Hundreds demand removal of world's tallest ceramic statue in Cornwall

‘It looks just like a kebab!’ Hundreds demand world’s tallest ceramic statue in Cornwall that cost £80,000 is removed after being branded an ’embarrassment’

  •  Earth Goddess, in St Austell, Cornwall is a ceramic creation by Sandy Brown
  •  The 11.5m high statue has been relentlessly mocked since it was unveiled in June
  •  Statue, which took three years to build, promised to put the town ‘on the map’  

Hundreds of people are demanding the removal of the world’s tallest ceramic statue, which was built at a cost of £80,000, after slamming the artwork as looking like a ‘kebab’ and ‘an offence to God’.

‘Earth Goddess’ was created by artist Sandy Brown to celebrate the heritage of China clay in St Austell, Cornwall.

It was unveiled on June 25 this year, but locals have relentlessly mocked the 11.5m high ‘eyesore’ – and even nicknamed it ‘The Pork Sword’, likening it to a kebab.

Hundreds have signed a petition to remove the world’s tallest ceramic statue in Cornwall

‘Eyesore’: Critics of the artwork, only unveiled in June, describe it as looking like a ‘kebab’

The Earth Goddess statue took artist Sandy Brown three years to finish at a cost of £80,000

Priced at £80,000, the statue aimed to put the town ‘on the map’ after three years of construction, but a petition has now been launched to have it removed.

So far 460 people have signed the petition calling to remove the artwork ‘with immediate effect’, with one person referring to it as ‘an offence to God’.

The online petition was started by Scott Moran, who said that it has also been shared with Cornwall Council, although the council was not involved with the project.

One man suggested it would be a good local meeting place, commenting: ‘Meet me by the pork sword in town.’

Another added: ‘It looks just like a kebab – it’s become a bit of an embarrassment.’

Among those who signed the petition was one resident called it an ‘offence to god.’

One resident stated: ‘A commissioned artwork shouldn’t have any religious connotations which are now being imposed upon the town of St Austell.

‘This is an offence not only to members of the public but also to God. Just imagine the amount of good that could have come from that £80,000 could have fed and homed homeless people.’

Another resident added: ‘I do not believe this ‘statue’ represents the town or its heritage.

‘Not representative’: One critic said the artwork did not celebrate the town or its heritage

‘The China clay industry could have been better represented and I for one do not want to be confronted by what is supposed to be an ‘earth goddess’ every time I walk through Aylmer Square.

‘I hope this petition is successful and the statue is taken down swiftly.’

Another said: ‘Our town is named after a saint of the Christian faith, not a so-called earth goddess.

‘What a waste of money anyway at these times of personal financial difficulty for so many.
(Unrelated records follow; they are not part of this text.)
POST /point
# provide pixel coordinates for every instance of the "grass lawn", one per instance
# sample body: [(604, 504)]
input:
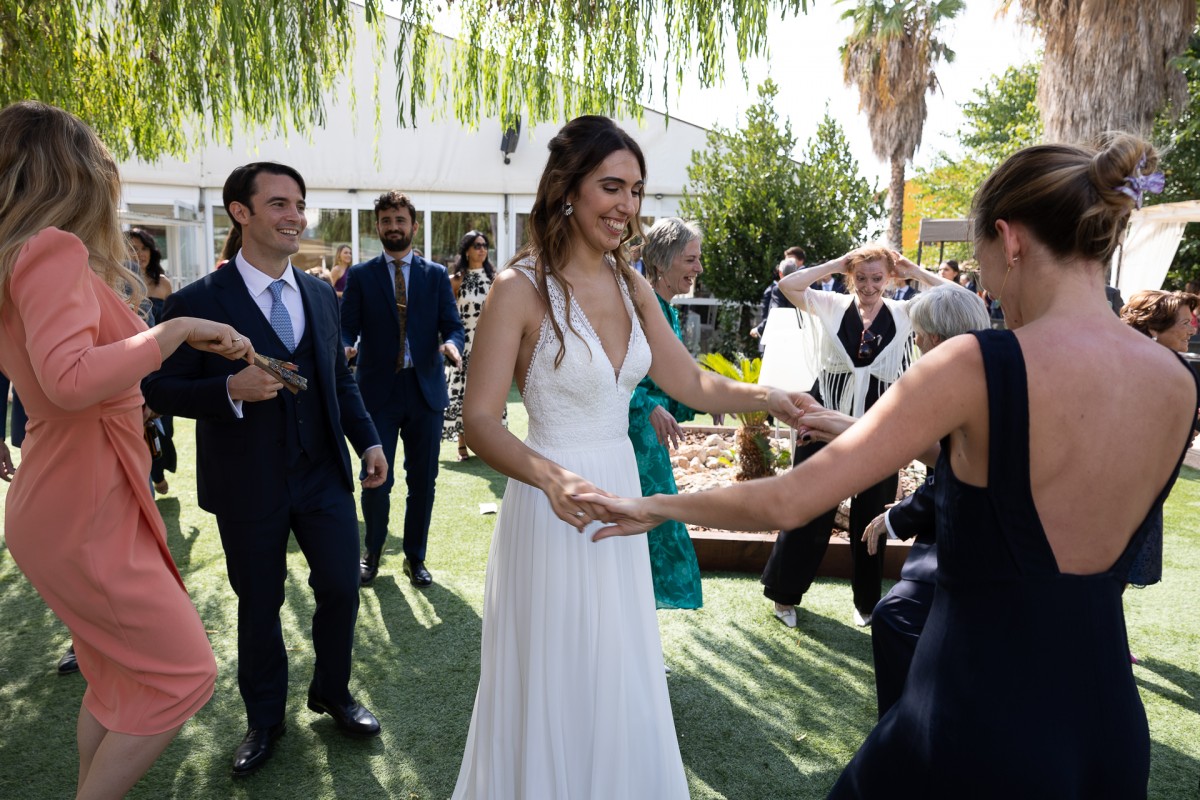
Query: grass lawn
[(762, 711)]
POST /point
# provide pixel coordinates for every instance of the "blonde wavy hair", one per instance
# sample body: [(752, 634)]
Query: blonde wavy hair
[(57, 173)]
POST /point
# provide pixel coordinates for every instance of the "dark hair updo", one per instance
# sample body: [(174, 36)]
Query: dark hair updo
[(1069, 196)]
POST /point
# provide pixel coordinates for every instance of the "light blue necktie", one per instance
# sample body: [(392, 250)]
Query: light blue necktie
[(281, 320)]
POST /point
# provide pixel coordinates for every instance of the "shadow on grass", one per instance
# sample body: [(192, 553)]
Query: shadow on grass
[(790, 703), (1187, 681)]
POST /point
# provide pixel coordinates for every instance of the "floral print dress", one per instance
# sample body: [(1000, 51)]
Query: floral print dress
[(475, 286)]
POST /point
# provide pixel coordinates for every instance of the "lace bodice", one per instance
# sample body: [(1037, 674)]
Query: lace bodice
[(585, 400)]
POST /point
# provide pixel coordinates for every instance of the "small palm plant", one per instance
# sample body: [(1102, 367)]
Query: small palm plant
[(753, 441)]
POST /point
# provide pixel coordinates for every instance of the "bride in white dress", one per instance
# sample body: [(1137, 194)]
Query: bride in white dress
[(573, 698)]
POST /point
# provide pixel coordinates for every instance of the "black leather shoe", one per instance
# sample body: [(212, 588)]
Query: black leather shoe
[(353, 719), (369, 567), (417, 573), (255, 749), (67, 663)]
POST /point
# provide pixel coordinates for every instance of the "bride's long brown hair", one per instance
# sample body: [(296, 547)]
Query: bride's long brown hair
[(575, 151)]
In a way, I am glad it doesn’t claim to represent the Saint as it would be a total misrepresentation of all the monks stood for.’

And another resident said it would be better to have something to pay tribute to D-Day veteran Harry Billinge, who lived in the town and died in April: ‘St Austell doesn’t need a badly bodged-up pagan idol watching over the town’s inhabitants.

‘The town would be better off with a statue honouring a great man of God like Harry Billinge. A humble man who gave so much to St Austell town and his country.’

Described online as resembling a ‘giant Native American totem’, the statue is the crowning piece of the Austell Project’s Whitegold Ceramic Art Trail.

The project aims to ‘work with creative people, to make innovative and activated public spaces that use art and design to celebrate the culture of clay country, adding to a sense of place.’

The 11.5m statue was intended to ‘visually connect with St Austell’s rich China clay heritage’

The statue stands taller than two double decker buses and was designed Ms Brown to ‘visually connect with St Austell’s rich China clay heritage’.

While some admired the design, many locals slated the statue online, with one woman posting: ‘Probably the most laughable thing in Cornwall. What a total joke.

‘Did the residents actually pay for this? Kinda says it all really about the decision makers.’

St Austell and Newquay MP Steve Double has also laid into the debate.

He said: ‘I appreciate art is subjective.

‘I appreciate that there may be some people who like this statue, however clearly there are many who don’t.

‘Personally, if I were involved in choosing something that reflects St Austell’s identity, heritage and history, I think it is fair to say I would not have chosen this design.’

Artist Sandy Brown explained: ‘I really wanted this sculpture to make an impact and for it to visually connect with St Austell’s rich China clay heritage.

‘The Earth Goddess is made of the product, clay, which is so intrinsic to this place.

‘It’s my hope that she celebrates the town’s unique history and represents our collective and eternal roots with the environment, nature and mother earth.’